A review of state legislation affecting the courts
April 7, 2023 -- Since 2006, Gavel to Gavel has tracked state-by-state legislative activity with potential impact on state courts.
Notable legislation includes:
- Montana House and Senate approve separate plans to require judges to recuse for campaign contributions; House version provides contributions over $10,000 in supreme court races and $5,000 in other judicial races by a lawyer or law firm would force recusal.
- Montana House approves constitutional amendment that ends supreme court elections. HB 915 allows the governor to appoint supreme court justices subject to senate confirmation.

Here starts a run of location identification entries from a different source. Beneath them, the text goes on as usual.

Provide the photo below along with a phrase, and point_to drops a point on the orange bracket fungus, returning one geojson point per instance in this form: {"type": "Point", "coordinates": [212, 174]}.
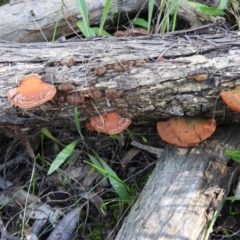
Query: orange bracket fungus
{"type": "Point", "coordinates": [184, 132]}
{"type": "Point", "coordinates": [232, 98]}
{"type": "Point", "coordinates": [89, 126]}
{"type": "Point", "coordinates": [110, 123]}
{"type": "Point", "coordinates": [32, 92]}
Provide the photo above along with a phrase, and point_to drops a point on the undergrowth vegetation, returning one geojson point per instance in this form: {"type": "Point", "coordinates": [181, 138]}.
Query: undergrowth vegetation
{"type": "Point", "coordinates": [93, 173]}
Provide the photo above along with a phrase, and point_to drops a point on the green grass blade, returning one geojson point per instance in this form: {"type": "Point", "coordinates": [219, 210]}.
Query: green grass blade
{"type": "Point", "coordinates": [104, 15]}
{"type": "Point", "coordinates": [117, 184]}
{"type": "Point", "coordinates": [86, 30]}
{"type": "Point", "coordinates": [61, 157]}
{"type": "Point", "coordinates": [46, 132]}
{"type": "Point", "coordinates": [141, 22]}
{"type": "Point", "coordinates": [150, 12]}
{"type": "Point", "coordinates": [96, 30]}
{"type": "Point", "coordinates": [84, 26]}
{"type": "Point", "coordinates": [77, 123]}
{"type": "Point", "coordinates": [223, 4]}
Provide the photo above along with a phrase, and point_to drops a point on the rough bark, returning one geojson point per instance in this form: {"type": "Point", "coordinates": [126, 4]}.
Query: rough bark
{"type": "Point", "coordinates": [185, 188]}
{"type": "Point", "coordinates": [156, 90]}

- Arizona Senate approves (16-14) plan to replace the current county-based retention election process for judges on the Arizona Court of Appeals with a statewide retention election process.
- Texas constitutional amendment to ban per curium decisions advances; implementing legislation provides that "The authorship of an opinion published by a court is public information. A court shall list the authors of any opinion published by the court."
- Mississippi House and Senate agree to plan to create a court system specifically for the capitol area; judges of the Capitol Complex Improvement District court would be appointed by Chief Justice and not elected.
- Judicial salaries: Texas House Judiciary & Civil Jurisprudence committee approves plan to increase district court judges salaries automatically based on Consumer Price Index. Kansas House Ways & Means committee approves plan to directly tie state judicial salaries to that of federal judges; Kansas District Court judges would make 75% of the salary of a U.S. District Court judge.